The conversation explores the intersection of pure and applied mathematics, from unsolved problems like the Collatz conjecture to practical applications in MRI technology. Tao discusses his work at IPAM, which brings together mathematicians, scientists, and industry experts to tackle interdisciplinary challenges years before they become mainstream issues.

The discussion covers famous mathematical problems, the collaborative nature of modern mathematical research, and how abstract mathematical concepts developed for pure curiosity often find unexpected practical applications decades later. They also examine mathematical education, the nature of mathematical proof, and even tackle philosophical questions about whether we might be living in a simulation.

IPAM's Role in Bridging Pure and Applied Mathematics

IPAM holds workshops on emerging technologies like AI, deep fakes, and self-driving cars years before they become reality, connecting mathematicians with industry experts facing mathematical obstacles.

Tao's collaboration with an electrical engineer and statistician 20 years ago resulted in MRI algorithms that are 10 times faster than traditional scans, now used in all modern MRI machines.

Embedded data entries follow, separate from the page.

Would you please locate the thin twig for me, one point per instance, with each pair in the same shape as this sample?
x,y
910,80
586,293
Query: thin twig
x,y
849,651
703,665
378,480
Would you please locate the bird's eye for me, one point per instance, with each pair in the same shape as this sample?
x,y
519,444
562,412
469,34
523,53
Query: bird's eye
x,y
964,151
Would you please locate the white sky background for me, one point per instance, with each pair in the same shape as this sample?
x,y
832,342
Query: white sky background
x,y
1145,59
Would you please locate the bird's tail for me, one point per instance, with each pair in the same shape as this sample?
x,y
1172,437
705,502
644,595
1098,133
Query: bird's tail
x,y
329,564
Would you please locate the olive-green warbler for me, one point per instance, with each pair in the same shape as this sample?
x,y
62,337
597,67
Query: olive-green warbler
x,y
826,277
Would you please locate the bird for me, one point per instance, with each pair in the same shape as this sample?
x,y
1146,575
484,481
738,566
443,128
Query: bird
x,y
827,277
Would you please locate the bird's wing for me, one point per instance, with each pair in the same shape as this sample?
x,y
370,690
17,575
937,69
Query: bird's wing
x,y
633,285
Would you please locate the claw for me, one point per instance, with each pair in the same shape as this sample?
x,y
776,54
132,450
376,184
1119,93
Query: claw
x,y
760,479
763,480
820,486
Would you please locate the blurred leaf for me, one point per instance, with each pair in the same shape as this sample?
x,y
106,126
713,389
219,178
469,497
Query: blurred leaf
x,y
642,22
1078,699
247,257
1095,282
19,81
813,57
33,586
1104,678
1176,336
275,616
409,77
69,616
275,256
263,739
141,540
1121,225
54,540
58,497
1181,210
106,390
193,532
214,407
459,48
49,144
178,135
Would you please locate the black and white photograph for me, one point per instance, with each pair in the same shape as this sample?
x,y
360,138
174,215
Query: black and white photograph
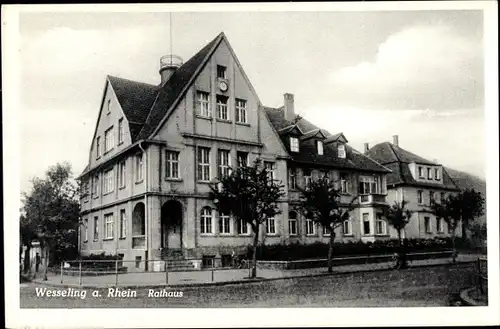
x,y
247,164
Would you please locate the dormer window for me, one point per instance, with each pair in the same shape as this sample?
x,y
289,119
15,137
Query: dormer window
x,y
319,145
341,151
294,144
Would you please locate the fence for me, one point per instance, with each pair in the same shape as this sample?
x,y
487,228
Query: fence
x,y
131,272
481,275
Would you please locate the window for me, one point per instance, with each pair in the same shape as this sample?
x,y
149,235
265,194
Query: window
x,y
123,223
204,104
270,170
172,167
344,183
109,181
109,140
86,228
241,111
292,223
206,221
271,226
96,228
203,164
122,170
436,174
420,197
108,226
224,163
341,151
292,178
307,178
221,72
222,112
120,131
310,227
95,186
138,168
224,223
439,225
347,227
366,224
427,224
242,158
98,147
294,144
243,228
381,225
319,145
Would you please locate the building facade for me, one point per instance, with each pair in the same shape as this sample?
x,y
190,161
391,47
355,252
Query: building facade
x,y
420,182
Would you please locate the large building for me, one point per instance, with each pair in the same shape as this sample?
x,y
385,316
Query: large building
x,y
418,181
156,148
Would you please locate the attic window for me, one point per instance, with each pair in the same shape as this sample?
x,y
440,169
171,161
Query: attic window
x,y
319,145
294,144
341,151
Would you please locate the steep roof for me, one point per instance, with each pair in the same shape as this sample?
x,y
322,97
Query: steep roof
x,y
307,150
397,159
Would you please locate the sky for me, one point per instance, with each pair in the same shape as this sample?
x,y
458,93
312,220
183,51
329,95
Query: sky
x,y
368,74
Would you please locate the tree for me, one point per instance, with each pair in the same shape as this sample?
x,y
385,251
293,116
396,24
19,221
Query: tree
x,y
52,212
398,216
251,196
321,203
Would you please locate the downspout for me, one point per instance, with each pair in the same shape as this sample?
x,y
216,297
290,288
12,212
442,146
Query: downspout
x,y
146,212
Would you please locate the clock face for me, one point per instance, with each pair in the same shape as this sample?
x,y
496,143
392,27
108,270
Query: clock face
x,y
223,85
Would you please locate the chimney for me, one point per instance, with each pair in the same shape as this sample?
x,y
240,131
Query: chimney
x,y
395,140
289,107
168,65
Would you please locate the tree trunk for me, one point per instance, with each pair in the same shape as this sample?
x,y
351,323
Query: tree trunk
x,y
254,254
330,251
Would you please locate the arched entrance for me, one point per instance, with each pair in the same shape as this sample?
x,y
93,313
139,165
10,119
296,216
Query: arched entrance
x,y
171,225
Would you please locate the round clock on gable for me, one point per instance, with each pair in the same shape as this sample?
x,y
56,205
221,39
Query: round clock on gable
x,y
223,85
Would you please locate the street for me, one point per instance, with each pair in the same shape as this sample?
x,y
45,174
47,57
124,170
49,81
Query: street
x,y
416,287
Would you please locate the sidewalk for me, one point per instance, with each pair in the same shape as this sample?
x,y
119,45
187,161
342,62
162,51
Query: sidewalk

"Science is just way too broad now. Maybe 100 years ago, it was possible to have a pretty decent understanding of every corner of science, but that's basically impossible now" - Tao

The Collatz Conjecture: A Deceptively Simple Unsolved Problem

The Collatz conjecture applies a simple rule: if a number is even, divide by 2; if odd, multiply by 3 and add 1. Every tested number eventually reaches the loop 1-4-2-1, but this hasn't been proven for all numbers.

"It's called the hailstone conjecture because there's this oversimplified model of hailstones... All the hailstones eventually hit the ground" - Tao, explaining the meteorological analogy

Crowdsourcing projects like Collatz Grid have tested numbers up to 10^18 or 10^19, but infinite numbers remain unverified, requiring mathematical proof rather than brute force computation.

Tao proved that 99% of very large numbers become much smaller than their starting point, though not necessarily reaching 1, representing significant partial progress on the conjecture.

Paul Erdős and the Culture of Mathematical Problem-Solving

Paul Erdős was an extreme mathematician who owned no home, traveled constantly crashing on other mathematicians' couches, and produced 2,000-3,000 papers throughout his career.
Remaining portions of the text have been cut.